O Instituto de Bio-Manguinhos está com duas vacinas em desenvolvimento, em etapas pré-clínicas (estudos em laboratório e testes em animais). Há ainda vacinas sendo testadas nas seguintes instituições:

  • Universidade Federal do Paraná (UFPR);
  • Universidade de São Paulo (USP);
  • CT Vacinas da Universidade Federal de Minas Gerais (UFMG);
  • Universidade Federal de Santa Catarina (UFSC), em parceria com a UFMG e com o Instituto Butantan.
  • Bio-Manguinhos/Fiocruz;
  • Se souber de mais alguma instituição com estudos nessa área, compartilhe com o Sempre Família por meio do e-mail: leitor@semprefamilia.com.br.

Como funcionam as vacinas brasileiras?

As estratégias de ação de algumas candidatas se assemelham a outras vacinas mais conhecidas, como a da Universidade de Oxford, feita em parceria com a farmacêutica AstraZeneca, que usa o vírus adenovírus (causador do resfriado) como vetor para o novo coronavírus.

A maioria, no entanto, usa tecnologias novas e algumas preveem, inclusive, proteção dupla: contra o novo coronavírus e contra outras doenças, como a tuberculose e a gripe. Confira abaixo o mecanismo de cada uma das candidatas contra o Sars-CoV-2.

Coronavírus e BCG

Imagine uma vacina 2 em 1, que proteja contra o novo coronavírus e, ao mesmo tempo, contra outra doença. O Laboratório de Imunobiologia da UFSC, em parceria com outras instituições no país, está coordenando um estudo do tipo, envolvendo a vacina da BCG – bactéria responsável pela tuberculose, chamada de bacilo Calmette–Guérin.

Além de ser um imunizante muito seguro – aplicado em bebês recém-nascidos –, outras características da BCG podem ajudar contra a Covid-19. “A vacina de BCG às vezes apresenta uma propriedade chamada de proteção heteróloga. Ela pode proteger contra infecções de outros microrganismos [além da bactéria causadora da tuberculose] basicamente porque ativa o sistema imunológico inato muito cedo. Há estudos, inclusive no Brasil, para verificar se a BCG confere essa imunização cruzada”, explica Luciana Cezar de Cerqueira Leite, pesquisadora do Laboratório de Desenvolvimento de Vacinas do Instituto Butantan.

Luciana, que pesquisa vacinas de BCG recombinante, colabora com o estudo nessa fase inicial. As próximas etapas serão conduzidas pela UFSC, sob coordenação de André Báfica, professor do departamento de Microbiologia, Imunologia e Parasitologia da UFSC.

Para que essa proteção, sem dúvidas, inclua a Covid-19, os pesquisadores adicionaram à bactéria os genes responsáveis pela produção da proteína Spike (S) do novo coronavírus – aquela usada pelo vírus para entrar na célula humana. “Nós hipotetizamos que a BCG, carreando proteínas do vírus, vai estimular o sistema imunológico a fazer uma resposta específica contra o vírus. Em conjunto com Luciana, professores Sérgio Costa (UFMG) e André Vale (UFRJ), vamos conduzir os estudos para verificar essa hipótese e, para isso, primeiro precisamos gerar a bactéria recombinante”, explica Báfica.
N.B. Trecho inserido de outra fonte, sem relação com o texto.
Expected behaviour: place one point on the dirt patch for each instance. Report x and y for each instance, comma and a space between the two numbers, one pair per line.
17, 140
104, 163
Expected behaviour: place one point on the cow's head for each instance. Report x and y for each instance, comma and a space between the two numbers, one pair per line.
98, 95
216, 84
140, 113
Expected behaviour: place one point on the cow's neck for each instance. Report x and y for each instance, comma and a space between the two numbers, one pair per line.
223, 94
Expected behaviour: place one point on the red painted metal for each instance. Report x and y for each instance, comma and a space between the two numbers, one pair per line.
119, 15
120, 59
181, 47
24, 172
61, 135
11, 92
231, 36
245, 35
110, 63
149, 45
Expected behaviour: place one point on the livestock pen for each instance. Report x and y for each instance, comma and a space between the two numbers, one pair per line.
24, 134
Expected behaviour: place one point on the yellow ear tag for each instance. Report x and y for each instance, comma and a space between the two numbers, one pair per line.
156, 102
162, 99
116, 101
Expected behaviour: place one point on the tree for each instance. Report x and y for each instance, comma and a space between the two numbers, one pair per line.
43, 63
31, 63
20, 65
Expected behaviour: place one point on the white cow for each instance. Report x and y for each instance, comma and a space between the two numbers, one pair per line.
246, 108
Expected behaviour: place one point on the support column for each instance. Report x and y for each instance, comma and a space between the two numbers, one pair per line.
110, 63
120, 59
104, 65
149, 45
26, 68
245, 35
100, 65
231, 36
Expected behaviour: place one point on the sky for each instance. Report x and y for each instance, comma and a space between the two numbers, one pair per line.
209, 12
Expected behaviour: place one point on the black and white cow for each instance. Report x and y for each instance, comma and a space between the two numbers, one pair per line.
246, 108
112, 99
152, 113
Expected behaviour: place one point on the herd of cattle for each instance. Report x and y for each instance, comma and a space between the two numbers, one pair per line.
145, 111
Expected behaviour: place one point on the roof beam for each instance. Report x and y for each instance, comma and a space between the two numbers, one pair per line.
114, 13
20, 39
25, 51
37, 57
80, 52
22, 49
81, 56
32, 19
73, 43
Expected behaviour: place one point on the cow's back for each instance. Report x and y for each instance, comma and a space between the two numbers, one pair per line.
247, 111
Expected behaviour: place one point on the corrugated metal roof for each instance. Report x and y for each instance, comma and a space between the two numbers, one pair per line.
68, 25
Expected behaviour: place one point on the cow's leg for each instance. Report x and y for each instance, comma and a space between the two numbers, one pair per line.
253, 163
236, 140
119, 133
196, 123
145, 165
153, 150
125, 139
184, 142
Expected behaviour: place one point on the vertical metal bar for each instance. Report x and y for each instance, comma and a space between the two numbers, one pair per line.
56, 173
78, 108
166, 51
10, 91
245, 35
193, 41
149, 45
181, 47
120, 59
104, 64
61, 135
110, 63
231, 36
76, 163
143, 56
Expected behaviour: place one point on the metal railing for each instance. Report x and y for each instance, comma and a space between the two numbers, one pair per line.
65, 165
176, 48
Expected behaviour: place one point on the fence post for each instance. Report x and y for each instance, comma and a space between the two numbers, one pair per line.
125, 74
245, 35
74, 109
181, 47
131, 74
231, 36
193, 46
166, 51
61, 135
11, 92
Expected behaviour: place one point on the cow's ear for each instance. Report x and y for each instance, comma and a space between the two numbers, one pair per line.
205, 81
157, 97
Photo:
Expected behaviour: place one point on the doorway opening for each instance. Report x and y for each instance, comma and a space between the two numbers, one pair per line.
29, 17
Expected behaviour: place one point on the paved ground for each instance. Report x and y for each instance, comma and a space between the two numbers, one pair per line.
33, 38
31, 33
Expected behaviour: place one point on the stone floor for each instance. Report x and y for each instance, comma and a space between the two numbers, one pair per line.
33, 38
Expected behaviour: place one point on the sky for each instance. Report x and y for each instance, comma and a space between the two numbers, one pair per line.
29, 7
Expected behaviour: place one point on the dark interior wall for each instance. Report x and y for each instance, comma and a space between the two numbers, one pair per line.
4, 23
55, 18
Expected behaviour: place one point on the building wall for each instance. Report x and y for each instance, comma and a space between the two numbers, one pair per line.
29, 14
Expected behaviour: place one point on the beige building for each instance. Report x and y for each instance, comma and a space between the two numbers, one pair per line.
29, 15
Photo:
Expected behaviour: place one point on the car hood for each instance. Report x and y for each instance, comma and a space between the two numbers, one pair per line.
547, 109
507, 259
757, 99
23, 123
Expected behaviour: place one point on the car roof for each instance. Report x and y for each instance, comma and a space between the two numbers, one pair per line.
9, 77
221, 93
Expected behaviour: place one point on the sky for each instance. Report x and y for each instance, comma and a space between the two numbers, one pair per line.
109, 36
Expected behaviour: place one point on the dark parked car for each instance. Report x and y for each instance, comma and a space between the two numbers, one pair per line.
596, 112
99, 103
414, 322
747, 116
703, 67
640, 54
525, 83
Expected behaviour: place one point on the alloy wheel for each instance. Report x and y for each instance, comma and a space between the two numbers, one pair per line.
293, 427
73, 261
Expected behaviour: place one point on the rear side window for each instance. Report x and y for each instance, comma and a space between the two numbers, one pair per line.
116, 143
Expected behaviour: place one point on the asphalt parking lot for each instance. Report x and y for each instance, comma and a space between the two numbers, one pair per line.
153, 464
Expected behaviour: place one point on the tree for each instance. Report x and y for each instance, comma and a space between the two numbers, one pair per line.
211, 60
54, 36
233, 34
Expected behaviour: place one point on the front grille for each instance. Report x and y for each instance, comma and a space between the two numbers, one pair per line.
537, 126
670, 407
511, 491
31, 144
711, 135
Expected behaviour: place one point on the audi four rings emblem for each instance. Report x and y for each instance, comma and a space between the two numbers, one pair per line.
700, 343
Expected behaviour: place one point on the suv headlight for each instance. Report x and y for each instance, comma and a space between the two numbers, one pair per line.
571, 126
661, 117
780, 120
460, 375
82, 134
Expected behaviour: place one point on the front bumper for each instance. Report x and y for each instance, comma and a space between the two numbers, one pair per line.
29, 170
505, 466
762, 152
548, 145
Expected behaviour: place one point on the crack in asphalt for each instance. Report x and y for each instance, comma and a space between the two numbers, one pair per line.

A vacina, chamada de U3B1, segue em estudos pré-clínicos (testes em laboratórios) e a expectativa é que, se tudo der certo, o desenvolvimento da bactéria BCG recombinante seja concluída entre seis meses a um ano. Depois disso serão feitos os testes em animais e, na sequência, em seres humanos.

“Para as primeiras vacinas que vão surgir [contra a Covid-19], não esperamos que sua eficiência seja a melhor que existe porque, claro, não deu tempo de conhecermos bastante o inimigo. É importante termos outras pesquisas, de outras vacinas, porque o desenvolvimento tecnológico vem também dessa pesquisa independente. Talvez cheguemos a um momento que dê para separar: para uma população A, a vacina indicada será essa. Para a população B, é essa outra; para C, é essa aqui”, explica Báfica.

Vacina sem vírus

Das vacinas na corrida contra a Covid-19, a maioria tem uma característica em comum: muitas usam um vírus (seja o Sars-CoV-2, seja adenovírus) para instigar o sistema imunológico. Esse não é o caso da vacina em desenvolvimento pelo Departamento de Bioquímica e Biologia Molecular da UFPR.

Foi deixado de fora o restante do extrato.